Scoring, or "dynamic segmentation," allows you to constantly assess your prospects and customers with the goal of ultimately increasing your return on investment.

I regularly meet with marketers to help them review their use of their marketing automation platforms. Far too often, I find that many teams ignore the powerful insight that can be gleaned from scoring.

If you’re hung up on the term “scoring,” then try thinking of these powerful capabilities as “dynamic segmentation.” Dynamic segmentation is a powerful way of continuously assessing your customers and prospects, feeding automation programs, providing feedback to management, and synthesizing many data points simultaneously. Plus, it is a fantastic tool for both B2B and B2C, including not-for-profit marketers.

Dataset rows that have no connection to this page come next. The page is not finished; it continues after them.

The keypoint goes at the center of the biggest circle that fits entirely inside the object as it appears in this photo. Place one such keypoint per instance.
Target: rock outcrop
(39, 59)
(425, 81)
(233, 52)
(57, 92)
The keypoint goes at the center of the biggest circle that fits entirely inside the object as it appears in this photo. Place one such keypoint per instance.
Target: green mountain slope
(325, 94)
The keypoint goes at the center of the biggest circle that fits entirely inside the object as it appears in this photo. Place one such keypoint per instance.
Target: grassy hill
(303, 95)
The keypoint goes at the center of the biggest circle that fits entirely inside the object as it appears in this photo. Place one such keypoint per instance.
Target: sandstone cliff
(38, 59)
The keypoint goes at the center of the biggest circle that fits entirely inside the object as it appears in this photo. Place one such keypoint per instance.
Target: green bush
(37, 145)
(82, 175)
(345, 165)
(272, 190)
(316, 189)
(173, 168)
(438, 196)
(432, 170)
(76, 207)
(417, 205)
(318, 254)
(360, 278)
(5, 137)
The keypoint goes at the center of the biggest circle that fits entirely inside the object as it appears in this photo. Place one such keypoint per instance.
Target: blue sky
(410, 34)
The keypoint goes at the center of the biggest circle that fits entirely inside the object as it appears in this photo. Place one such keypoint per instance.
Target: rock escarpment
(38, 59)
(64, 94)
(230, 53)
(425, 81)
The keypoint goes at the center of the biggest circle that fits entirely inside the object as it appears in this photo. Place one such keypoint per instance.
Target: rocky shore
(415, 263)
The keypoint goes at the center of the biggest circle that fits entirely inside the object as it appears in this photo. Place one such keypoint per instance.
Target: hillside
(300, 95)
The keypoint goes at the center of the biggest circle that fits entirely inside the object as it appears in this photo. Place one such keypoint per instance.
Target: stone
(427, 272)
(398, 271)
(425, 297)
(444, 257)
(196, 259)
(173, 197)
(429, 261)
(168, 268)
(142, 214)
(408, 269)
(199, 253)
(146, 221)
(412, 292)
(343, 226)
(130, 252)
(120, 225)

In its simplest form, scoring allows you to assign points to an individual in your database whenever their profile data or behavior matches something that you have established in your scoring model. Below are six tips for making the most out of your scoring model:

Begin With Demographic Scoring

Demographic scoring variables are a great place to start and allow you to assign points to records based on values in your marketing database. For example, if a prospect in the U.S. is more valuable to you than a prospect in Uganda, you would have a scoring element based on the geography in which a person resides and assign more points to the U.S. prospect than the Ugandan prospect. Virtually any field in your marketing database today can be used as an element in your scoring model. Elements that might be valuable for the B2C marketers include birthday, age, and gender, while a B2B marketer might be interested in company size, revenue, industry, and company location.

Upping the Ante With Behavioral Scoring Attributes

While demographic scoring values, and the resulting score, might not change all that much, behavioral scoring attributes will give you a much more dynamic look at who your highest potential clients (and most active customers) are. Scoring tools have the capability to assign point values to customers based on email behavior (opening and clicking), website behavior (site and page visits) and asset consumption (PDF downloads, video watching), social participation (sharing, re-tweeting, answering polls), and much more.

Think about which behaviors are most meaningful to you in your buyers’ journey, assign point values to those behaviors, and implement the Web tracking capabilities provided with your marketing automation solution. Then, the system will take over and automatically assign points when anyone in your marketing database exhibits the behaviors you are measuring.

Don’t Forget About Recency and Frequency

You can make your scoring model more accurate if you kick your behavioral scoring up a notch by incorporating recency and frequency. For example, if a prospect exhibits a particular behavior today, you will probably want more points assigned to them over an individual who exhibited the same behavior nine months ago. Recency capabilities also allow you to time-phase the behaviors so that the score degrades over time.

If someone uses the interactive return on investment (ROI) calculator on your website 10 times, do you want to assign points for each and every visit? Should that person get the same score as someone who uses the calculator just once? These are the types of things to think about when assigning scores based on frequency, which allows you to decide how you want to handle behaviors that happen more than once. Perhaps you want to assign 50 points to the first behavior and only five points for each subsequent behavior – it’s your choice and should be based on what’s best for your business goals!

Multiple Models

The beauty of scoring is that you don’t have to jam everything into one model! You can have one model for customers and another one for prospects. Or, one model for small businesses and another for enterprise-sized prospects. Or, if you are a nonprofit organization, one model for regular donors and another for donation prospects. If you sell multiple products or support multiple brands, you might want also want to have a scoring model for each product or line. The possibilities are endless!

Using Your Models as the Automation Entry Point

Consider using a score value as the criteria for someone participating in an automated program. If a customer or prospect’s score falls to a certain level, you can put automatically place them into an early reactivation campaign.

On the other hand, you can also use scoring to reward your most loyal customers with extra backstage passes, private video clips, or bonus offers via an automated reward program. As soon as someone crosses a score threshold (your automation entry rule), then enroll them in the automated reward campaign. These are just a couple of examples of how you can use scores as triggers to join automated campaigns. You are really only limited by your digital marketing imagination.

Get Going Today

Finally, just remember that done is better than perfect. There is no such thing as a perfect scoring model, and it will likely always be an evolving process. Develop your model then hand score 20 to 30 records in your database to see what scores they would get. If the handmade scores make sense, then set it up in your marketing automation system. If it is not perfect, you can always adjust it later based on what you learn or what new information you have. With a bit of planning and setup, you’ll soon have a very valuable tool that will give you tremendous insight and will also help you drive departmental efficiency.